Regel1: Es muss eine Zuständigkeit Ihrer Institution bestehen
Wesentlicher Bestandteil der Arbeit Ihrer Institution ist die Darlegung und Erläuterung Ihrer Arbeit. Das gilt vor allem für beschlossene Maßnahmen und künftige Vorhaben, bestehende oder sich abzeichnende Probleme. Auch die sachgerechte, objektiv gehaltene Information zu Fragen Ihrer Bürgerinnen und Bürger sowie wichtige Vorgänge auch außerhalb oder im Vorfeld der eigenen gestaltenden Tätigkeit können dazu gehören. Dies ist von den Gerichten anerkannt. Maßgeblich ist insoweit der Ihrer Institution gesetzlich vorgezeichnete Kompetenzbereich.
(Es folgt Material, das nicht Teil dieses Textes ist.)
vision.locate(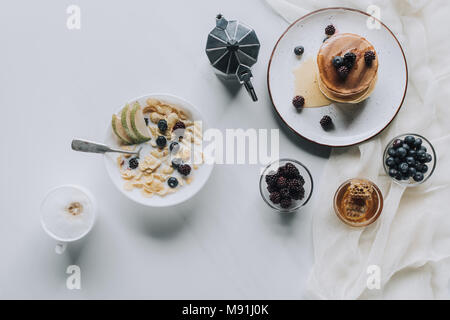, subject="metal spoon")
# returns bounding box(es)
[72,139,142,158]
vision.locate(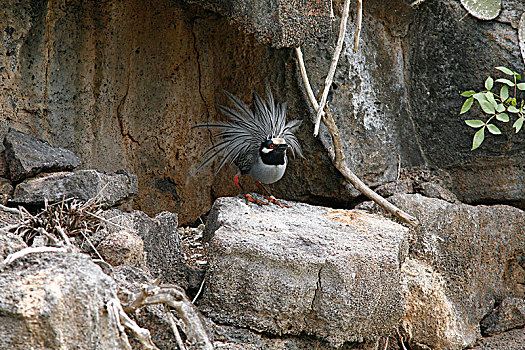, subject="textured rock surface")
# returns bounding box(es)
[0,253,123,350]
[11,170,137,207]
[103,209,188,287]
[4,128,81,181]
[405,0,525,204]
[391,195,525,349]
[97,230,146,269]
[185,0,330,47]
[200,198,407,345]
[481,298,525,336]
Dieser beschränkt aber auch die Äußerungsbefugnis. Das heißt also: Die Zuständigkeit Ihrer Institution beschränkt Ihre Äußerungsbefugnis. Dies gilt auch für den Internetauftritt und für Stellungnahmen aller Art in sozialen Medien.
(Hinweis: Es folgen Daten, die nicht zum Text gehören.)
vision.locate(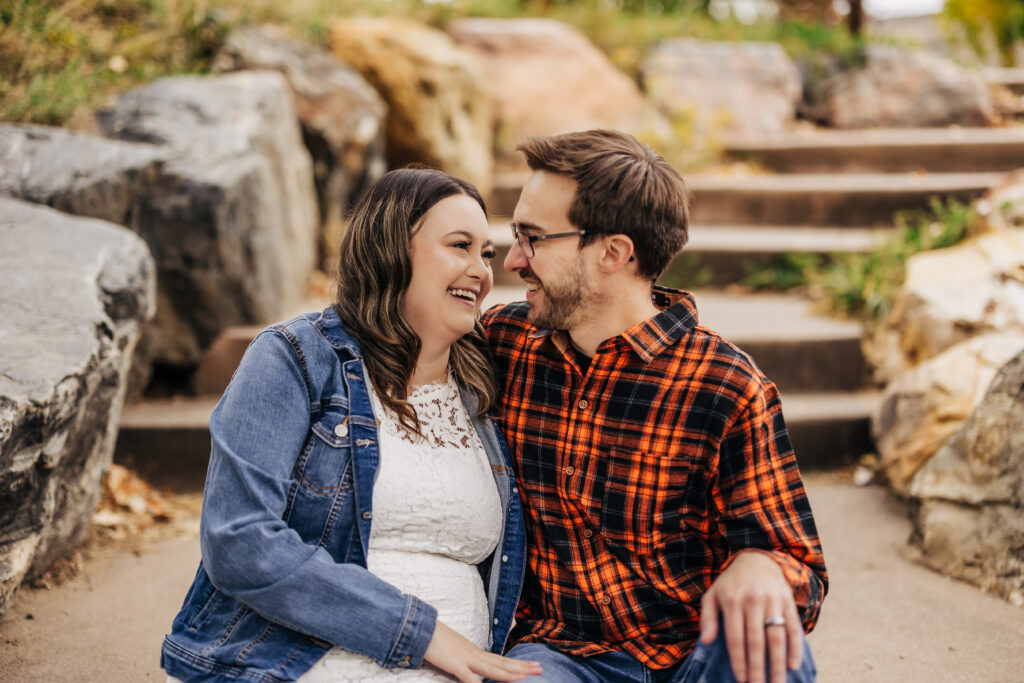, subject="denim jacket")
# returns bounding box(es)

Likes zu Windrädern oder tadelnde Äußerungen zu getunten Autos vor der Szenekneipe sind im Namen Ihrer Institution daher nur zulässig, wenn diese Fragen zur Zuständigkeit Ihrer Institution gehören.
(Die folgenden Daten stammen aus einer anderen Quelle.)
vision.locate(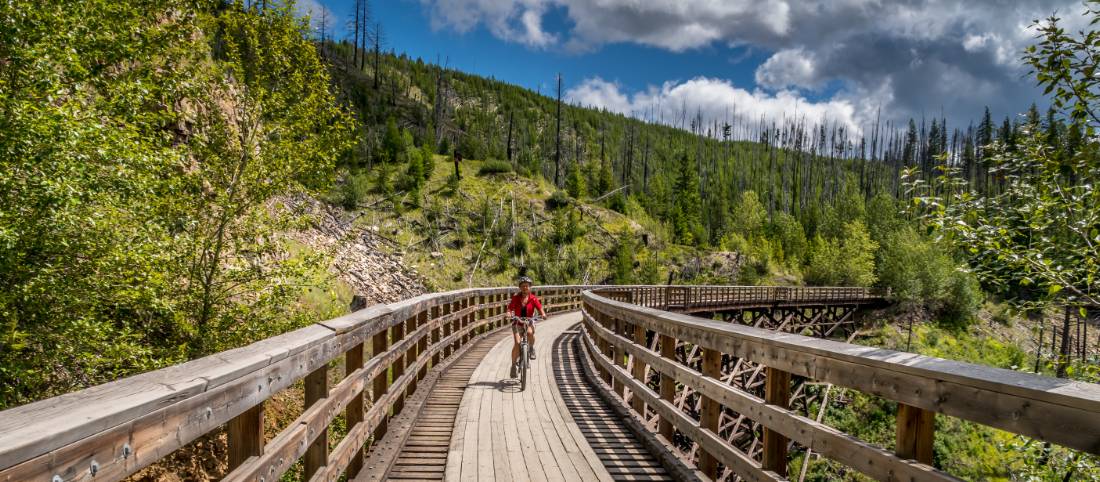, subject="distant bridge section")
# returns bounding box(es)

Aktuelle Relevanz bekommt diese Vorgabe etwa mit dem Hashtag #StandWithUkraine – unter dem seit dem Frühjahr zahlreiche Kommunen Solidarität mit der Ukraine bekunden. Nüchtern rechtlich betrachtet, ist eine solche Meinungsäußerung einer Institution nur zulässig, wenn sie einen spezifischen örtlichen Bezug besitzt. Dieser Bezug kann darin liegen, dass eine Kommune eine große Zahl von ukrainischen Kriegsflüchtenden aufnimmt oder in anderer Weise betroffen ist. Lässt sich kein solcher Bezug herstellen, ist die Äußerung unzulässig.
Tipp
Regel 2: Ihre Institution darf auch online Stellung nehmen
Ihre Institution ist nicht darauf beschränkt, in amtlichen Verkündungsblättern und klassischen Kommunikationsformen (wie z.B. Pressekonferenzen) Stellung zu nehmen. Informationen und Meinungen erreichen die Bevölkerung am besten dort, wo sie sich aufhält. Für einen Großteil der Bevölkerung sind das Plattformen wie Facebook, Twitter, Instagram, LinkedIn & Co., entsprechend sind wir heute an Mitteilungen der Polizei, der Kommune (z.B. über Veranstaltungen), des Betreibers des öffentlichen Nahverkehrs oder des Stromnetzbetreibers auf Twitter gewöhnt.
Tipp
Wie jedes Verwaltungshandeln ist auch der Auftritt im Internet und in sozialen Medien an die Einhaltung von Gesetz und Recht gebunden. Ihre Institution muss sich daher bei Äußerungen im Internet, insbesondere in sozialen Medien, an das Datenschutzrecht sowie die Gebote der Neutralität, Sachlichkeit und Richtigkeit halten. Außerdem gilt das Zurückhaltungsgebot. Gerade die Nutzung verschiedener sozialer Netzwerke durch die öffentliche Hand steht unter kritischer Beobachtung der Datenschutzbehörden. Eine Nutzung von Twitter ist datenschutzrechtlich möglich, bei Plattformen des Google Konzerns (YouTube) oder von Meta (Instagram, WhatsApp) ist die Diskussion noch nicht abgeschlossen.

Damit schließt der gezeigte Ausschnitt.